Contábamos con dos Ranger Raptor, una Expedition Tremor, una Expedition SUV y una Everest que nos habían facilitado los equipos de Ford Argentina y Ford Chile.

Nuestro terreno «conocido» en las pruebas de Norteamérica llega hasta unos 4.270 metros. Sin embargo, tras revisar los datos de nuestros propios ensayos, además de la información recolectada en vehículos similares probados en la región del Tíbet, en China (que alcanza cerca de los 5.800 metros), nos sentimos confiados en que los vehículos podrían soportar esas condiciones. Los sistemas de control están diseñados justamente para proteger el hardware, y el análisis mostró que todos los componentes se mantendrían dentro de sus límites de diseño.

Para reforzar esa confianza, el equipo instaló un dipositivo de registro de datos en uno de los vehículos, y el equipo local en Chile recorrió la ruta previamente para relevar información en las condiciones reales de la maratón. Estos datos fueron clave para confirmar que los vehículos podían responder como se esperaba en el momento en que más los iban a necesitar los atletas.

Aun así, hay una diferencia entre estar «confiados» y estar «seguros». La ingeniería la conocíamos a fondo. Lo que no podíamos anticipar era el entorno: la intensidad del viento, la velocidad con la que podía cambiar el clima, o la dureza de las temperaturas en la noche. Los datos fueron una base sólida, pero después había que confiar en la ingeniería. Es como correr una maratón: se puede entrenar todo lo necesario, pero el resultado se define el día de la carrera. Y en este caso, si los vehículos no respondían, los corredores podían quedar varados sin forma inmediata de subir o bajar.

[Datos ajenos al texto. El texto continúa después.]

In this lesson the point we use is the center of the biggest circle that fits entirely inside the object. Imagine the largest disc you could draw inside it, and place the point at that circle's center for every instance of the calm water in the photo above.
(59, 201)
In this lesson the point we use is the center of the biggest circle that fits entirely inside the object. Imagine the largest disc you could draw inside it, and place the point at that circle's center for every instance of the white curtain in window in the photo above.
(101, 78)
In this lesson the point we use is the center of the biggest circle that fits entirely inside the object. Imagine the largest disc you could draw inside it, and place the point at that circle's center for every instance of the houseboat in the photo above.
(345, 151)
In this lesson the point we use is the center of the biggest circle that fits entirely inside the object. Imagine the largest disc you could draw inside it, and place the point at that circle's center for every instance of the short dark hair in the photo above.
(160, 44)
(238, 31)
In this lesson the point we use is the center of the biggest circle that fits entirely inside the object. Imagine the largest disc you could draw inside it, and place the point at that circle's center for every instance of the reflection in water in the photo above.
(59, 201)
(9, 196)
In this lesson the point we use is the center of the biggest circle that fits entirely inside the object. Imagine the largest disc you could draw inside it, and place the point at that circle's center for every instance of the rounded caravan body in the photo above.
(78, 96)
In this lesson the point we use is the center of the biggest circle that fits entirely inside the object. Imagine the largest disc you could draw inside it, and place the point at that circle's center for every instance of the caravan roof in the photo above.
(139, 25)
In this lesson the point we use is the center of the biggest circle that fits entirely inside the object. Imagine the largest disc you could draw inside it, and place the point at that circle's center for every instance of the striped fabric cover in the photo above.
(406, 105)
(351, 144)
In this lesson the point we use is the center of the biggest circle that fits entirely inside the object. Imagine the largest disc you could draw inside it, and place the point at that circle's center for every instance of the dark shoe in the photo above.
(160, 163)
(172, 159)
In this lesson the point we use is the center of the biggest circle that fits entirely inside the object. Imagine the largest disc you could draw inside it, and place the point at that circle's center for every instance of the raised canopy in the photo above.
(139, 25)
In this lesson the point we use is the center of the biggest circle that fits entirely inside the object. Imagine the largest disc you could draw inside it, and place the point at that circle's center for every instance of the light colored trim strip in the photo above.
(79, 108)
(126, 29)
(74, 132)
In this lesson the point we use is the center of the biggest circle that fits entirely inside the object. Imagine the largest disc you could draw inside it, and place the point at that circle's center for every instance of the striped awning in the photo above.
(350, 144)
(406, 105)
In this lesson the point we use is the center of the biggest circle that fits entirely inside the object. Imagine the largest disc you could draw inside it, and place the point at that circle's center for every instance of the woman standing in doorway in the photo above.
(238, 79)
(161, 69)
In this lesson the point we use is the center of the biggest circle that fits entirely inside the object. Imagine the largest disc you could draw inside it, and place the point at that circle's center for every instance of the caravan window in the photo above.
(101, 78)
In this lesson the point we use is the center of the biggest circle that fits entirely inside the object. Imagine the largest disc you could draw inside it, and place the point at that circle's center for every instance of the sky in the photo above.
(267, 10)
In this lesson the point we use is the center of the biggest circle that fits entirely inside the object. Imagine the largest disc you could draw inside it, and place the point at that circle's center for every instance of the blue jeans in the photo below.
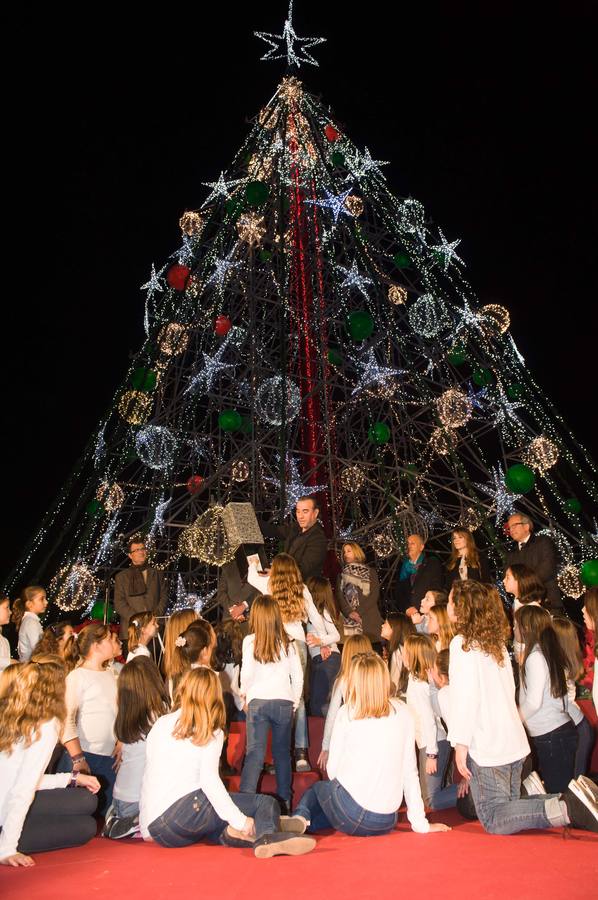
(434, 795)
(496, 793)
(193, 819)
(263, 715)
(328, 805)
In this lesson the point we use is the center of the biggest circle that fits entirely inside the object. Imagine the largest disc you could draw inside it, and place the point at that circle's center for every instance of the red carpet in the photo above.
(461, 864)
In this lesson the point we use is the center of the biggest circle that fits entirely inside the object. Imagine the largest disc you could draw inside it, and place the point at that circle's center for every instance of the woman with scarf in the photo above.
(357, 595)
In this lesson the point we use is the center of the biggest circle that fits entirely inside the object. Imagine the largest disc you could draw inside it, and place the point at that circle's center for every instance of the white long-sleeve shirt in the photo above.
(483, 712)
(280, 680)
(310, 613)
(30, 631)
(91, 709)
(374, 760)
(21, 775)
(539, 710)
(420, 706)
(175, 768)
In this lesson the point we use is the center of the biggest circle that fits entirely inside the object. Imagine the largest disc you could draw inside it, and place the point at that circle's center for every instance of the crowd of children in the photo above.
(83, 735)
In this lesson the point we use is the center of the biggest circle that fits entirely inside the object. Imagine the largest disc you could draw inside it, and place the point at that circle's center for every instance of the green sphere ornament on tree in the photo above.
(230, 420)
(379, 433)
(589, 573)
(520, 478)
(361, 324)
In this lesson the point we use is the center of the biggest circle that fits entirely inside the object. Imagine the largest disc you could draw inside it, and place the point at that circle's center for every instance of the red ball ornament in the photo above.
(222, 325)
(195, 484)
(177, 277)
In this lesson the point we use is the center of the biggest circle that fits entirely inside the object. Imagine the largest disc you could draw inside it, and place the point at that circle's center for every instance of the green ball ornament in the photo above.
(256, 193)
(230, 420)
(361, 324)
(520, 478)
(589, 573)
(379, 433)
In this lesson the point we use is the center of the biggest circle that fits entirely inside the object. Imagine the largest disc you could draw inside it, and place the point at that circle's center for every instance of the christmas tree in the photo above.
(315, 334)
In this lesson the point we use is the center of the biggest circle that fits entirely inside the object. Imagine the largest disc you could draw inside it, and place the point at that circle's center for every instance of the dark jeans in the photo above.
(193, 819)
(555, 751)
(328, 805)
(323, 675)
(101, 767)
(58, 819)
(263, 715)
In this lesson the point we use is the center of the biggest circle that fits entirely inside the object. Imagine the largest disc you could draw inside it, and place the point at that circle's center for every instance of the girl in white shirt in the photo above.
(285, 584)
(25, 614)
(434, 751)
(183, 800)
(371, 763)
(36, 812)
(88, 736)
(143, 627)
(272, 684)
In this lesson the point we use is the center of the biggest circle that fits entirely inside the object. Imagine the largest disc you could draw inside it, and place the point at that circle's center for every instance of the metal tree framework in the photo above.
(313, 333)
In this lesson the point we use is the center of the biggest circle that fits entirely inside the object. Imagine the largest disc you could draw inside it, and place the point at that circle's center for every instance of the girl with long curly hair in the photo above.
(485, 728)
(37, 813)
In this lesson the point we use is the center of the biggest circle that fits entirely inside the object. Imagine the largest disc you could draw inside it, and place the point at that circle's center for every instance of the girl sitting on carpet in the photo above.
(371, 762)
(37, 813)
(191, 804)
(272, 684)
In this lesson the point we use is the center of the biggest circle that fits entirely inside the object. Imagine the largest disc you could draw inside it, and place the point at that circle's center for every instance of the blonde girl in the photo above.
(434, 751)
(371, 763)
(272, 684)
(192, 805)
(143, 628)
(37, 813)
(26, 611)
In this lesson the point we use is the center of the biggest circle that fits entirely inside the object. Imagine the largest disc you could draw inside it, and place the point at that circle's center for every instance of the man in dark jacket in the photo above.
(138, 588)
(538, 552)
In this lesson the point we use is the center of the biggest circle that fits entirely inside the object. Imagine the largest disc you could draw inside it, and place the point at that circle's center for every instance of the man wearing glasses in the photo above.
(139, 587)
(538, 552)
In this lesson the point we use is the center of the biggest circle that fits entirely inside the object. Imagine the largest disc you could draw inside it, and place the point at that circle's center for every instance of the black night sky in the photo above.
(487, 114)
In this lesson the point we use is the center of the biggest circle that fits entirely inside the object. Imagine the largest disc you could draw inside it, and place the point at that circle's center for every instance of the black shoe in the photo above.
(582, 811)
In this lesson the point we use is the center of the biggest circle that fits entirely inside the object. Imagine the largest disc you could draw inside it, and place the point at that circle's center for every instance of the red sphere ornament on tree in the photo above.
(195, 484)
(222, 325)
(177, 277)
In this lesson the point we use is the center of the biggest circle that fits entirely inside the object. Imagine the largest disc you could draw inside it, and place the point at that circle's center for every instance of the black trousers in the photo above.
(58, 819)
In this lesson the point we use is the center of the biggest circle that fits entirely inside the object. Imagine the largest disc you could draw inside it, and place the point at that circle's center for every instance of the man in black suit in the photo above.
(419, 573)
(538, 552)
(138, 588)
(304, 539)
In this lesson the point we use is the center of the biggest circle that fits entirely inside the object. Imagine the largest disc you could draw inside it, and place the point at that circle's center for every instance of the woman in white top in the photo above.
(36, 811)
(183, 800)
(272, 684)
(25, 614)
(485, 727)
(88, 737)
(371, 762)
(285, 584)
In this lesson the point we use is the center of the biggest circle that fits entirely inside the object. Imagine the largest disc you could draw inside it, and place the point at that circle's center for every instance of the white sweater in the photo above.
(30, 631)
(175, 768)
(374, 760)
(21, 775)
(280, 680)
(91, 710)
(483, 711)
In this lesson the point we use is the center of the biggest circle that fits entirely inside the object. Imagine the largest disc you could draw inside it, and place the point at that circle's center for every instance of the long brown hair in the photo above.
(33, 696)
(472, 556)
(265, 621)
(481, 622)
(142, 698)
(202, 707)
(286, 587)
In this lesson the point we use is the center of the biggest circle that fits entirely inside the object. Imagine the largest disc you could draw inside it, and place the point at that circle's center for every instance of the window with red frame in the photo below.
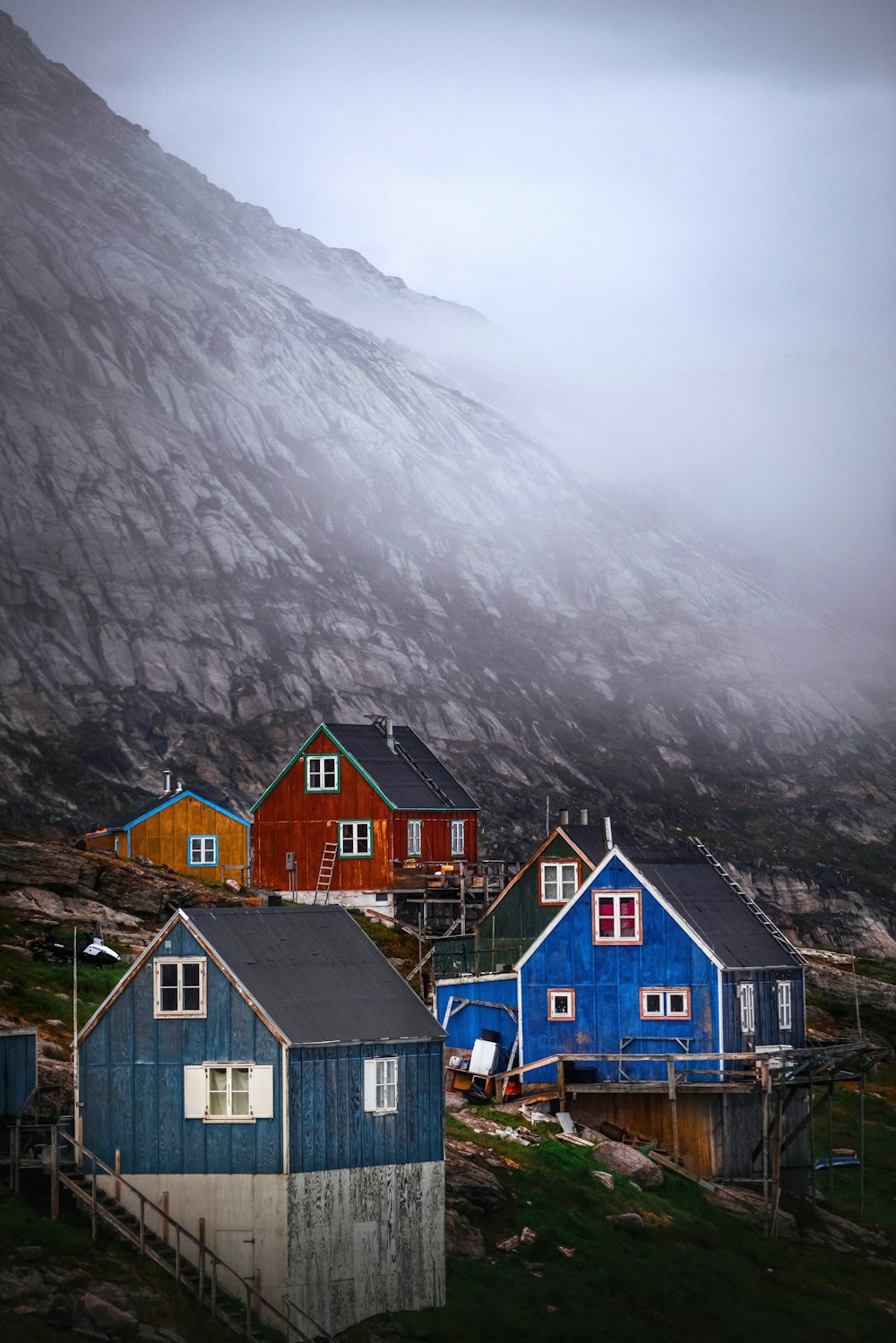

No sabíamos cómo se habían comportado los vehículos hasta que volvieron a tener señal y pudimos acceder a los datos registrados durante el ascenso. Cuando empezaron a llegar, la primera reacción fue de intriga y satisfacción: los sistemas funcionaron exactamente como esperábamos, incluso en un entorno miles de metros por encima de nuestro campo de pruebas oficial.

Las Expedition, las Ranger Raptor y la Everest arrancaron en frío en varias oportunidades, incluso tras haber pasado las noches en el campamento base a 4.330 metros. El equipo llevó la prueba todavía más lejos: poniendo en marcha los tres modelos en altitudes de entre 5.600 y 5.900 metros. Ningún motor necesitó insistencia para encender.

En cuanto a la conducción, el foco estaba puesto en la Ranger Raptor, que iba a utilizarse para intentar el mayor cambio de altitud logrado por un vehículo hasta el momento. La Ranger Raptor, con motor 3.0 EcoBoost, llegó a subir hasta los 5.900 metros a lo largo de tres días. La Expedition Tremor, de mayor porte y con motor 3.5 EcoBoost, alcanzó los 5.765 metros.

La Ranger Raptor subió hasta la altitud máxima para reconocer el recorrido de la carrera, superando pendientes de hasta 30% en terreno arenoso e irregular. A lo largo de todo el trayecto, la camioneta respondió a cada exigencia y se mantuvo dentro de los límites de diseño previstos.

Preparados para lo peor, listos para todo lo demás

Estos resultados no fueron producto del azar. Fueron la confirmación de un diseño y una ingeniería sólidos.

El protagonista fue el motor turbo EcoBoost y su sistema de control, que puede pensarse como los pulmones del motor. A medida que se gana altura, el aire pierde densidad y un motor convencional comienza a perder eficiencia. Por cada 300 metros de ascenso, un motor de aspiración natural pierde aproximadamente un 3% de su potencia. El turbo comprime el poco aire disponible y lo introduce en el motor, permitiéndole seguir generando potencia donde otro no podría.

Pero ahí aparece la paradoja: un motor turbo puede seguir generando presión de forma continua, incluso más allá de lo que el hardware es capaz de soportar de manera segura. Por eso, nuestra tarea es desarrollar un sistema de control que le permita al motor aprovechar toda su potencia sin comprometer su integridad.

Nuestro cliente promedio no utiliza su vehículo para escalar volcanes. Lo usa para ir al trabajo, transportar materiales o viajar con su familia. Pero la misma ingeniería que llevó a estos vehículos a casi 6.000 metros está presente también en esos recorridos cotidianos.